At the same time, Mr. Lockhart said there were sufficient remaining signs of weakness in both the labor market and inflation that would allow the policy-setting Federal Open Market Committee to be patient before it begins raising interest rates, which have been effectively at zero since Dec. 2008.
“When quantitative easing is done, anticipation of the next policy move will likely intensify,” Mr. Lockhart said. “A combination of a shortfall from full utilization of our nation’s labor resources and inflation below the FOMC’s longer-term objective would, in my view, justify patience in raising policy rates.”
The official said “I continue to be comfortable with a projection of the second half of next year” as the most likely time in which the Fed will move to raise interest rates.
Many investors currently expect the Fed to wind down bond buys in the fourth quarter, an estimation corroborated by Mr. Lockhart. They also see interest rate hikes starting sometime in the summer of 2015, although forecasts on that front vary more widely.
The Fed has been gradually paring back its bond-buying program aimed at keeping long-term borrowing costs down, most recently reducing the monthly purchase amount to $45 billion. In response to a deep recession and anemic recovery, the Fed has bought over $3 trillion in securities, increasing the size of its balance sheet more than fivefold to nearly $4.3 trillion.
“I feel the need to see confirming evidence in the data validating the view that above-trend growth is occurring and is sustainable, and that the FOMC is closing in on its policy objectives. One quarter’s data isn’t enough,” Mr. Lockhart said. “I expect it will take a number of months for me to arrive at conviction on that account.”
Even when interest-rate increases begin, Mr. Lockhart said, the Fed is likely to proceed with caution.
“When the first move to tighten policy is taken, I would expect it to begin a cycle of gradually rising rates,” Mr. Lockhart said. “Even as the economy accelerates this year to a somewhat higher growth trajectory, as I expect, I think continued monetary accommodation will be warranted for some time.”
Speaking with reporters after his address, Mr. Lockhart said the exact timing of the ending of the bond-buying program was something he was agnostic about. He also said he agreed with other Fed officials that rate hikes should come before any move to allow the Fed’s balance sheet to shrink. That means the Fed will likely continue to reinvest the proceeds from maturing bonds into new securities until some time after the rate hike cycle begins.
Mr.
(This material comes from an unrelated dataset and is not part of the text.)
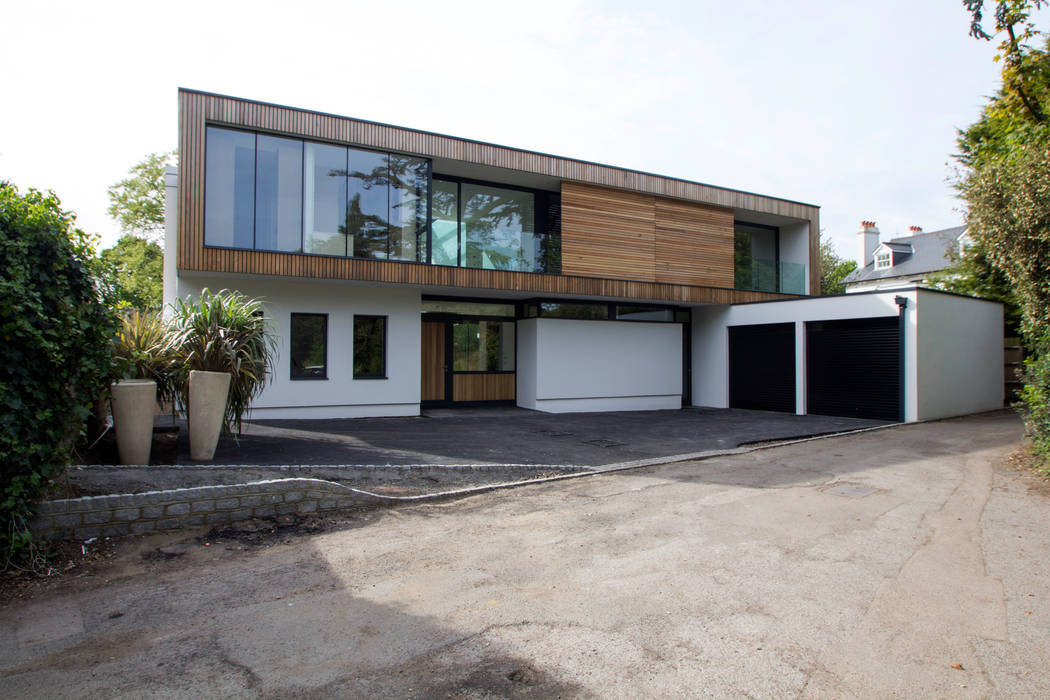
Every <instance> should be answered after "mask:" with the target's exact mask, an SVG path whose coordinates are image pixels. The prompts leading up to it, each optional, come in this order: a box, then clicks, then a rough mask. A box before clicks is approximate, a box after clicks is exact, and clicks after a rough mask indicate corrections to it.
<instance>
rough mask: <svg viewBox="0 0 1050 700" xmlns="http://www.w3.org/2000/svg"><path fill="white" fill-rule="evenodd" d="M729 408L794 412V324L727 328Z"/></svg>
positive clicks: (794, 410) (730, 326) (763, 325)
Lockhart also told reporters he continues to believe that over the long run near zero percent short-term rates will move back to around 4%, a view inspired by his confidence that over time, the economy will finally fully recover from the affects of the financial crisis.
The official also said he’s seeing signs of life again in the housing market after the recent period of weakness. Mr. Lockhart also said he could accept the Fed going a little above its 2% inflation target, although he would not accept price pressures that breached a 2.5% annual gain.
-Michael S. Derby in New York and Ruth Hamel in Baton Route, La. contributed to this article.